Das Mädchen verzerrt den Mund zu einem Grinsen, eine Sekunde lang nur. Sie reißt die Augen auf, dreht die Pupillen in alle Richtungen, schürzt die Lippen und wiegt den Kopf hin und her, streckt die Zunge raus und lässt die Finger vor dem Gesicht flattern. Die mimische Akrobatik von Maddie Ziegler ist im Pop-Business längst zu einer Art Marke geworden. Seit die Sängerin Sia die Tänzerin im Alter von elf Jahren bei einer Reality-Show entdeckt und für das Video zum Hit „Chandelier“ verpflichtet hat, tanzte sich Ziegler durch zahlreiche Sia-Musikvideos.

Ihr Mienenspiel ist dabei stets mindestens so expressiv wie ihr körperlicher Ausdruck. Sie dreht Pirouetten und stakst wie ein Zombie, wirft sich auf den Boden und hüpft wie ein Gummiball.

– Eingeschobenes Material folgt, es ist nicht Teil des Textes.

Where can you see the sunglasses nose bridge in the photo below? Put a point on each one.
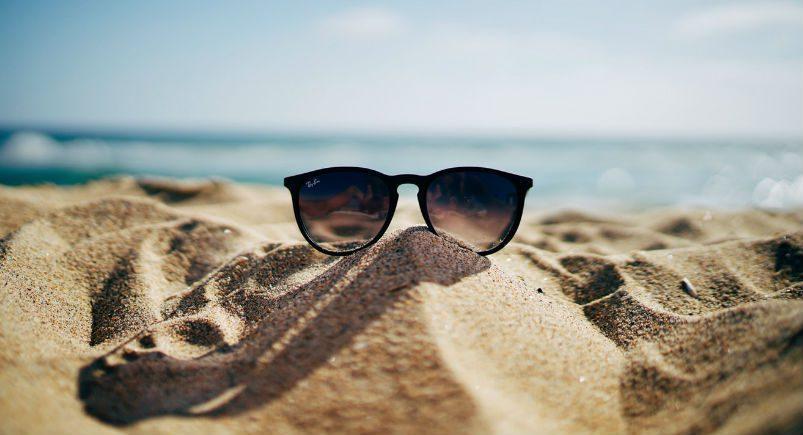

Und immerzu reißt sie Mund und Augen auf. Was lässt sie so auszucken? Ist sie von Dämonen besessen? Wahnsinnig? Das entfesselte Alter Ego der öffentlichkeitsscheuen, sich oft hinter Perücken versteckenden Sia?

Oder sind ihre Grimassentänze nur die Tagträume eines autistischen Mädchens, das in seiner Fantasie die Gedanken und Emotionen herauslässt, die es in der Realität aufgrund seiner Behinderung nicht ausdrücken kann? Diese Antwort gibt Sia in ihrem Spielfilm-Regiedebüt, das ab Freitag auf diversen Onlineplattformen (etwa iTunes und Amazon) erscheint. „Music“ erzählt die Geschichte einer drogenabhängigen Frau auf Bewährung (Kate Hudson), die sich nach dem Tod der Oma um ihre kleine Schwester Music kümmern muss. Diese (Maddie Ziegler) ist autistisch, kann kaum sprechen und braucht ihren geregelten Tagesablauf – vom Smiley-förmig angeordneten Frühstücksei bis zum täglichen Spaziergang.

Flucht in eine Regenbogenwelt

Aus der autistischen Community hagelte es scharfe Kritik an dem Film, schon vor seinem Erscheinen. Einige stießen sich daran, dass mit Ziegler eine „neurotypische“, also nicht autistische Darstellerin den Part des autistischen Mädchens spielt. Sia verteidigte ihre Entscheidung vehement auf Twitter: Sie habe es mit Schauspielerinnen „aus dem autistischen Spektrum“ versucht, sogar mit einem Mädchen, das nicht spricht – dieses habe die stressige Atmosphäre am Filmset aber nicht ausgehalten. Also habe Sia ihre Stammdarstellerin Ziegler ausgewählt.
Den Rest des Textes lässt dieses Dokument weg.